そして楽しみに毎日ながめていたのですが、オオクワの方は何日経ってもボトルの周りに姿を見せてくれません。
まあ、天然個体なので内部で居食いしているのだろうと思っていたのですが、3週間経過しても変化がありません。
まさかもう蛹化してしまったのか?と思いながら確認のために慎重に培地を削ってパンドラの箱を開けてみることに。
投入したときの穴を掘り始めてすぐに表れた得体の知れない噛み終わったガムのように固くて黒い物体…。
???…。
出してみると、なんとオオクワの幼虫のなれの果て…。
再びまさか!?の思い。
何度見ても幼虫であることに間違いはありません。
投入した当時の状態で死んでいたということは遺骸の収縮して固まっていた状況から考えても採取した時点でボーベリア菌の一種に感染していたと推測されます。
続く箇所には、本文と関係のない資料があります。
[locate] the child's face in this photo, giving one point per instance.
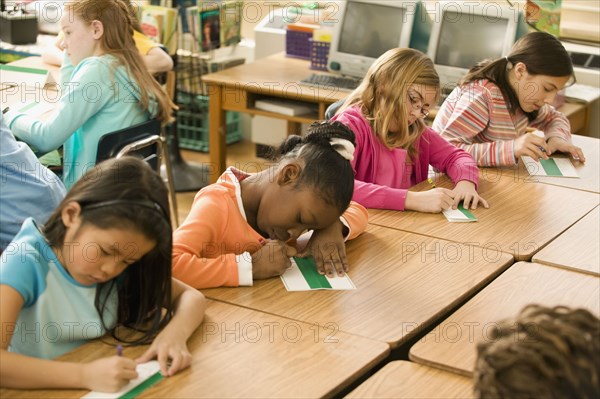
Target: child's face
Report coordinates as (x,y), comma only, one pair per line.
(92,255)
(81,40)
(534,91)
(285,213)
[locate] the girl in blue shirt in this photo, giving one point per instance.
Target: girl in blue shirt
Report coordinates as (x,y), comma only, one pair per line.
(102,261)
(105,87)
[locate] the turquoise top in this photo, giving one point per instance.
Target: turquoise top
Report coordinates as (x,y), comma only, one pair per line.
(97,97)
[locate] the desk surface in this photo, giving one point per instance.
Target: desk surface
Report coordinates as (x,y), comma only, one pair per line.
(522,217)
(452,344)
(577,248)
(404,282)
(242,353)
(278,76)
(589,172)
(402,379)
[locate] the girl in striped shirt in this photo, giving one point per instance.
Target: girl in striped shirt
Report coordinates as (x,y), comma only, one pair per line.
(489,112)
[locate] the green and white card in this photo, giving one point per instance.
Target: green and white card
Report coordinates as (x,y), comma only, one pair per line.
(555,167)
(460,214)
(148,375)
(303,276)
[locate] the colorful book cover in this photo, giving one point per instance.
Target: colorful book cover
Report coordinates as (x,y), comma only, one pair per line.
(231,23)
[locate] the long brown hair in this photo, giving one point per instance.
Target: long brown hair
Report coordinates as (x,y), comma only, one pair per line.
(126,193)
(382,94)
(541,53)
(117,40)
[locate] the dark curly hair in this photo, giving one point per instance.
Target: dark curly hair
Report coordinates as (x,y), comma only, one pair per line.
(325,168)
(543,353)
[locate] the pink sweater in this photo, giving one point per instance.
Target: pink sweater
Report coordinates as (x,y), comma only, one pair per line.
(383,175)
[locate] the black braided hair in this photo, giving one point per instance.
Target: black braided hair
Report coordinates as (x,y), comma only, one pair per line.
(325,168)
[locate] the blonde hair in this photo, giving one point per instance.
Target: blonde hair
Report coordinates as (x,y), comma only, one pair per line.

自身が環境を変えなければ発症しなかった可能性も無きにしも非ずですが、不可抗力だったとあきらめるしかありません。

まさか!で見つけたオオクワの幼虫はまさか!という結末を迎えてしまいました。
新産地を証明する生体は無くなってしまいましたが、画像だけは残せたので見るものが見ればオオクワであることは分かるでしょうし、自身の中では実績として刻まれているので次の発見に務めていこうと思います。